The Founding, Fathers never did agree about the proper relationship between church and state. No wonder the Supreme Court has been backing and filling on the principle ever since.
August/september 1984 | Volume 35, Issue 5
Although the Remonstrance was a private pamphlet, never enacted into law, it was the principal authority, more than 160 years later, for the dissenting opinion of Justice Rutledge in a 1947 decision of the Supreme Court, in which a 5-to-4 majority upheld reimbursing parents with public funds for costs of busing their children to parochial schools. Since then the constitutionality of providing textbooks for parochial schools out of public funds has been upheld, and now the Supreme Court has seen fit to permit the public display of a crèche, a symbol sacred to Christianity.
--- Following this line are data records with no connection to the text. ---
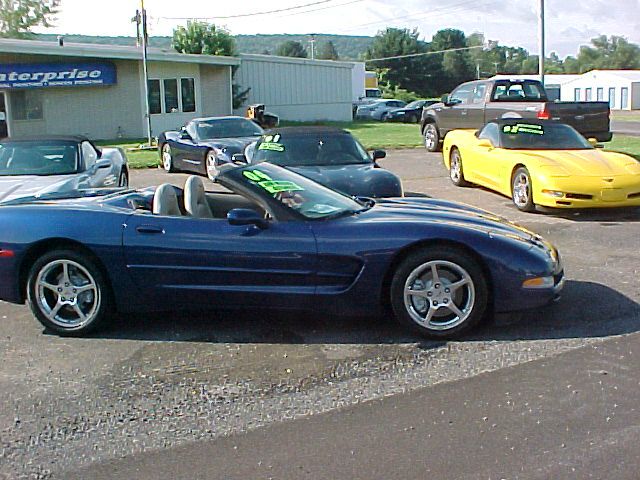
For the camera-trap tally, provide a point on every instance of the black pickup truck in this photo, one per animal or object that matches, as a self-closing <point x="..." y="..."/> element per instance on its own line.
<point x="473" y="104"/>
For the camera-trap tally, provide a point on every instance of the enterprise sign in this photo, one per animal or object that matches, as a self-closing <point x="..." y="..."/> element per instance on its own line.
<point x="34" y="75"/>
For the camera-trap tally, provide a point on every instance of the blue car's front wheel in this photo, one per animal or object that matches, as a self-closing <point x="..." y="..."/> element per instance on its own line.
<point x="439" y="291"/>
<point x="67" y="292"/>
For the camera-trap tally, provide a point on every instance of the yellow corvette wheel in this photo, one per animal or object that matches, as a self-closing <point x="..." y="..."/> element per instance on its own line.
<point x="521" y="190"/>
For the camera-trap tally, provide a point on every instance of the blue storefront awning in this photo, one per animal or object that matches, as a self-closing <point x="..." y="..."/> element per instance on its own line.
<point x="38" y="75"/>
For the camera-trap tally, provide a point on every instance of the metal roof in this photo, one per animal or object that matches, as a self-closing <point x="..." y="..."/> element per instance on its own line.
<point x="116" y="52"/>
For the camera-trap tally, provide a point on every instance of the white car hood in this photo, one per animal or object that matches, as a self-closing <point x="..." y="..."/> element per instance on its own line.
<point x="34" y="185"/>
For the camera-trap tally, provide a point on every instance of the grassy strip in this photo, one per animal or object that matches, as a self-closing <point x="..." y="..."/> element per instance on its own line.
<point x="371" y="134"/>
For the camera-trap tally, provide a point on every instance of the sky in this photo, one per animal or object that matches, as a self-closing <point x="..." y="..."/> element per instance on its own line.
<point x="569" y="23"/>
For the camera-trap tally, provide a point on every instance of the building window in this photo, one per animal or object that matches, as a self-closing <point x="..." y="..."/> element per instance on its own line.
<point x="154" y="96"/>
<point x="26" y="105"/>
<point x="576" y="94"/>
<point x="166" y="97"/>
<point x="612" y="97"/>
<point x="170" y="95"/>
<point x="188" y="91"/>
<point x="624" y="97"/>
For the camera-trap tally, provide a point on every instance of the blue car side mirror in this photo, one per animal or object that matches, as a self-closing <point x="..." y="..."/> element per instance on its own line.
<point x="379" y="154"/>
<point x="246" y="216"/>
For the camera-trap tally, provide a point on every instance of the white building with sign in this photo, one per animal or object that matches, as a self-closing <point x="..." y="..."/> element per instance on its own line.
<point x="98" y="90"/>
<point x="621" y="88"/>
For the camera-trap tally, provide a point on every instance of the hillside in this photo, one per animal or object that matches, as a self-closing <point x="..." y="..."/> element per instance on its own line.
<point x="349" y="47"/>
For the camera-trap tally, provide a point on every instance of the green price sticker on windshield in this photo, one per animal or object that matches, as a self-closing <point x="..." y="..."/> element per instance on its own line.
<point x="270" y="185"/>
<point x="524" y="128"/>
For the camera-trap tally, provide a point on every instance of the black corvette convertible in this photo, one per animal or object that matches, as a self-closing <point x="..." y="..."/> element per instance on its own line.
<point x="204" y="144"/>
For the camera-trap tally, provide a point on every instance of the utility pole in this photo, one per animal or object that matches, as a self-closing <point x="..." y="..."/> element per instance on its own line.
<point x="312" y="45"/>
<point x="145" y="71"/>
<point x="541" y="40"/>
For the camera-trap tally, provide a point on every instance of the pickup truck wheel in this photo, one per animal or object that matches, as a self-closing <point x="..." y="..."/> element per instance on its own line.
<point x="167" y="159"/>
<point x="456" y="174"/>
<point x="522" y="191"/>
<point x="431" y="138"/>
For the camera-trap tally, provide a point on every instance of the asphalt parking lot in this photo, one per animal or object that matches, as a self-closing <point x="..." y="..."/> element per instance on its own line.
<point x="155" y="382"/>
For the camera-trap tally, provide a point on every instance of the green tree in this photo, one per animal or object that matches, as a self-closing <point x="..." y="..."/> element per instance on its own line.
<point x="291" y="48"/>
<point x="328" y="51"/>
<point x="611" y="53"/>
<point x="408" y="73"/>
<point x="203" y="38"/>
<point x="206" y="39"/>
<point x="18" y="17"/>
<point x="457" y="66"/>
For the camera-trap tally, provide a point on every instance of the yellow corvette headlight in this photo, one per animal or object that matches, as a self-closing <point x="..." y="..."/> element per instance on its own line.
<point x="553" y="193"/>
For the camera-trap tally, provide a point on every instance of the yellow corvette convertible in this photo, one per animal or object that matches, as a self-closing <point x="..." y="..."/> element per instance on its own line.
<point x="538" y="162"/>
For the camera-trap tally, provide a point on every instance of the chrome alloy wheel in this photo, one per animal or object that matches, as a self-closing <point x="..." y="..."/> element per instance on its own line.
<point x="67" y="294"/>
<point x="455" y="170"/>
<point x="521" y="190"/>
<point x="212" y="168"/>
<point x="430" y="138"/>
<point x="167" y="160"/>
<point x="439" y="295"/>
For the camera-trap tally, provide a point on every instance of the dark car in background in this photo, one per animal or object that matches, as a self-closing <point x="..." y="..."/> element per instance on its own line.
<point x="35" y="166"/>
<point x="203" y="145"/>
<point x="473" y="104"/>
<point x="411" y="113"/>
<point x="330" y="156"/>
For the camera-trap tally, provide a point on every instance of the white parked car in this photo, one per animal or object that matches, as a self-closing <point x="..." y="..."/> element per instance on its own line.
<point x="379" y="109"/>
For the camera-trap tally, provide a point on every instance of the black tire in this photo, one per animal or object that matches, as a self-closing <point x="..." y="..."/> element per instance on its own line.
<point x="166" y="158"/>
<point x="452" y="266"/>
<point x="212" y="172"/>
<point x="456" y="173"/>
<point x="431" y="138"/>
<point x="84" y="290"/>
<point x="522" y="190"/>
<point x="123" y="179"/>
The majority found that the “wall of separation” between church and state is hardly an accurate description of the relationship that in fact exists. The Constitution, so held Chief Justice Burger, does not require a complete separation of church and state; contrariwise, “it affirmatively mandates accommodation, not merely tolerance, of all religions, and forbids hostility toward any. ” Justice Brennan, speaking for the three other dissenters, found that the crèche was not merely a traditional symbol of Christmas like Santa Claus or reindeer but was a symbol of “an event that lies at the heart of Christian faith” and, as such, was “insulting to those who insist for religious or personal reasons that the story of Christ is in no sense a part of ‘history’ nor an unavoidable element of our national ‘heritage.’”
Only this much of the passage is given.